FBI, DEA, SEC and the DOJ are just some of the federal agencies taking more than a hard look at the cannabis industry. They’re listening, investigating, suing and charging a host of industry players and public officials. If you only consume marijuana or CBD rather than participate in the business, the corruption may have escaped you. Get this Memo- the cannabis sector is not for the faint of heart. It is not the neighborhood Boys & Girls Club. You must be built to participate in it. Battle tested and with strong mental fortitude. With billions of dollars at stake the sector is ripe for corruption. Several west coast companies have faced the wrath of the Department of Justice. More than 200 RICO charges (Racketeer Influenced & Corrupt Organizations) have been filed since 2019 alone. RICO is a vital tool to dismantle the mafia. The FBI has even launched a series of investigations and stings to identify reported organized crime ties to both public and privately owned cannabis companies.

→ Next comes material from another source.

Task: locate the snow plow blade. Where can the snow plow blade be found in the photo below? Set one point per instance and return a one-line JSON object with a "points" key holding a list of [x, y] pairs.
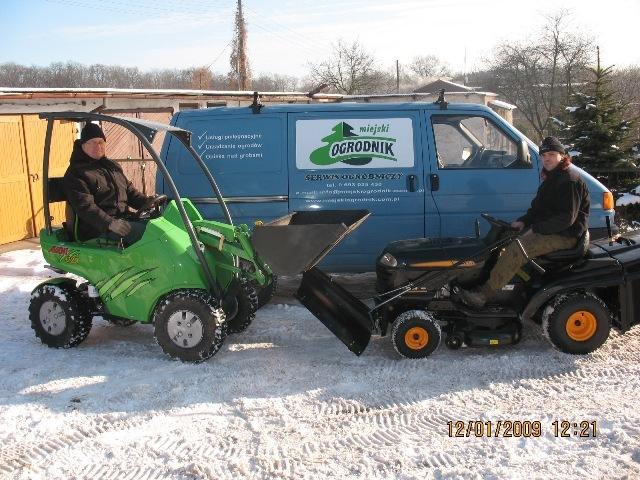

U.S. Attorney General William Barr directed the Department of Justice to re-examine at least a dozen cannabis mergers and acquisitions for possible anti-trust violations among other charges. The Securities and Exchange Commission has sued several cannabis companies for alleged stock fraud, pump and dump and even a ponzi scheme. The SEC has recently charged a California company with bilking investors out of $25 million dollars for a marijuana farm and extraction facility. IRS audits are as common as a pre-roll or CBD vape pen. While multiple states have engaged in protracted litigation to recoup delinquent taxes. The cannabis sector is a sea of lawsuit after lawsuit. The sheer number of high-profile litigation between investors, staffers, partners and states is eye opening. The weed business is real on the streets. However, It’s also real in the offices too. Like the days of alcohol and Al Capone- pot promises profits, but delivers its share of bribery, extortion and kickbacks!
A growing list of elected officials from Florida to Massachusetts to Michigan and California have been charged in public corruption cases involving bribery in exchange for licenses or other political favors. Nevada’s former cannabis licensing director was removed from his post after allegations of improper conduct surfaced. Now another disturbing scheme has taken root. Paying for shelf space. That’s right. Some cannabis companies are paying dispensaries thousands of dollars each month to secure space for their products. Remember when the FBI investigated record companies for paying radio stations to play their artist? Ole fashion payola is back! The pay to play arrangement is geared to promote the brands and products from major companies at the expense of small and minority firms. You could have a great product and terrific marketing but can’t get it on the shelf without paying up.
The practice is called slotting fees or so-called merchandising fees, but I call it payola- plain and simple. Another form of bribery to get in the door. People of color already have a hard-enough time getting in the industry. Now we have to come up with additional money each month just to get on the shelf. That’s plain shady! It also manipulates the consumer by directing them to certain brands vs an organic shopping experience. Some dispensaries are getting paid on the front end for shelf space, and on the back end for driving sales to a particular brand. Another tool to keep small companies and minority vendors from gaining entry.
The illegal Black market has its share of pitfalls, but the legal cannabis market can be downright sketchy too. If we want to get our foot in the industry, it’s important to make sure we are built to meet the hustle head-on. The weak need not apply!